El circo, sin duda, es una de las artes escénicas más olvidadas en España. No obstante, la situación empieza a cambiar, ya que el Congreso de los Diputados aprobó el pasado mes de mayo la nueva ley de Enseñanzas Artísticas, en la que el circo es reconocido como una enseñanza artística más. 

Sin embargo, todavía existe un gran desconocimiento en torno a esta formación. «La gente todavía cree que el circo es un espectáculo de carpa.
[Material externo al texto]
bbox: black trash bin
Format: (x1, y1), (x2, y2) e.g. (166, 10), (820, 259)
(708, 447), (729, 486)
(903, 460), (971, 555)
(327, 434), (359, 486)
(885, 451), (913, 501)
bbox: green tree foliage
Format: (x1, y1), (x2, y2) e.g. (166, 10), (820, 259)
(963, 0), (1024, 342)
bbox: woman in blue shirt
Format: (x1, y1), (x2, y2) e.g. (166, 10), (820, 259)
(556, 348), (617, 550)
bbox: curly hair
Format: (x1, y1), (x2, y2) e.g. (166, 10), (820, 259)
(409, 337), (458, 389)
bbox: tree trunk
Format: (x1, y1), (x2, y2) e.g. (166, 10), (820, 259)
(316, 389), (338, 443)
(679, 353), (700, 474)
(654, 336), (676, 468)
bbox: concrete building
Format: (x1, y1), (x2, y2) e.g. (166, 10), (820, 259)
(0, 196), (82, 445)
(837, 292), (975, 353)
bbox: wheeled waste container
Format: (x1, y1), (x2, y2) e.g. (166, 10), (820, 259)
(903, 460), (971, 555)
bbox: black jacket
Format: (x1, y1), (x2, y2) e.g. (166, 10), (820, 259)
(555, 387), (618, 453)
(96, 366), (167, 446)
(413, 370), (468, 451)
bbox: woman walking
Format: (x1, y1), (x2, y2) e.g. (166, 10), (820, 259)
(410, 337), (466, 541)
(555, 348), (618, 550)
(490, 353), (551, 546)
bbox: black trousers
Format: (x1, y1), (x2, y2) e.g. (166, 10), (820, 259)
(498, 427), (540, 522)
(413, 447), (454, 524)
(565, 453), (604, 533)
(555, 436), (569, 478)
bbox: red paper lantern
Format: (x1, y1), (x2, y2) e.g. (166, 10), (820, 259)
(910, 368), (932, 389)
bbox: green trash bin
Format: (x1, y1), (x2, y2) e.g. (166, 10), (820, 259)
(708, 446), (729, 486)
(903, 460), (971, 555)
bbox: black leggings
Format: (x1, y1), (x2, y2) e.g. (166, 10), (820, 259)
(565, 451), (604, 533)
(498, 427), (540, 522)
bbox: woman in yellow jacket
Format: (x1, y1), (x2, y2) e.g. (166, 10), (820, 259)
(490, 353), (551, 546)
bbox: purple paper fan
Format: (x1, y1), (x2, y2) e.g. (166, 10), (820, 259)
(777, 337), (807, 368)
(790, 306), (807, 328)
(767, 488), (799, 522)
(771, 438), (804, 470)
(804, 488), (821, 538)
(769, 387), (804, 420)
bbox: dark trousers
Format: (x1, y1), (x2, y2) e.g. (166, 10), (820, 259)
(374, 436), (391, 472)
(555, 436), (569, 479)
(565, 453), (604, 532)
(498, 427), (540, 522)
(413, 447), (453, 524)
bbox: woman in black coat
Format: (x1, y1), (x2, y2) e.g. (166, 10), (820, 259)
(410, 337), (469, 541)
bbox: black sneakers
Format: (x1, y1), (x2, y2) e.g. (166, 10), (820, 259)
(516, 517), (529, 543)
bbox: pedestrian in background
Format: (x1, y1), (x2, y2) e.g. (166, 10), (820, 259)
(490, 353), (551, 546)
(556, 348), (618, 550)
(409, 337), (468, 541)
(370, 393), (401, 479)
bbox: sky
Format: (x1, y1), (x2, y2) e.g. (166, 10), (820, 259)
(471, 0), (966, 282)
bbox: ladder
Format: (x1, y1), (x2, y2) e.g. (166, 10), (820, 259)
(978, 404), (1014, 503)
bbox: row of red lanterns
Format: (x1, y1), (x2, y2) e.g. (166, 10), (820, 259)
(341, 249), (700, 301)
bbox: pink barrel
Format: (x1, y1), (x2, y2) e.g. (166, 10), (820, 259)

Mi abuela me preguntaba si tenía que cuidar elefantes», explica la joven italiana Martina Scarano, que lamenta que «no se valora el trabajo que hay detrás de cada espectáculo». Los jóvenes cuidan en gran medida el entrenamiento físico y la alimentación para evitar lesiones y poder entregarse en cuerpo y alma a su público. «A las 8:30 h de la mañana ya tenemos clases y llevamos a cabo una gran preparación física. Solemos terminar sobre las 17 h», indica Fia Stadler. Sólo hay que ojear el centro para descubrir la gran cantidad de pesas u objetos con los que los jóvenes trabajan la fuerza de su cuerpo.  

Pocas ayudas y visibilidad

Los jóvenes lamentan la ausencia de ayudas para llevar a cabo estos estudios, que deben costearse ellos íntegramente. Muchos compaginan la formación con otros trabajos (en muchas ocasiones, no están relacionados con las artes circenses) para poder cubrir los costes. Por ejemplo, la boliviana Paola Gonzales imparte clases de telas aéreas. En el caso de la austríaca Anna Biebl, este verano se marchará a Suiza para llevar a cabo talleres de circo para niños y niñas. «Si conocen el circo desde bien pequeños, podrán decantarse por estudiar las artes circenses», explica la estudiante, quien pide que los centros y las instituciones también ofrezcan clases de circo. 

Otra de las reivindicaciones es la falta de programación en salas. «Creen que si actuamos en espacios que no son carpas, no es circo», lamentan. Por ello, el director del centro reclama a las instituciones una mayor visibilidad. «En otros países el apoyo a este arte empieza desde bien jóvenes. Hay que apostar por ellos, sacar ayudas y crear espacios», indica Meneu. A ello se suma la falta de premios que se destinan a las artes circenses. Por ejemplo, en los Premios Max de las Artes Escénicas, creados por la Sociedad General de Autores y Editores, no existe ninguna categoría dedicada al circo. 

Una de las alumnas en uno de los ensayos.

Una de las alumnas en uno de los ensayos. / J.M.López

Desde la escuela lamentan que, tras los dos cursos de formación, muchos de estos jóvenes se tienen que trasladar a otros países para seguir sus estudios o audicionar en alguna escuela. «La única opción que tienen es marcharse a otros países. Es una pena que se formen aquí, demuestren su talento y, al final, tengan que huir a otros lugares para poder trabajar», reivindica Meneu, quien espera que «la situación cambie».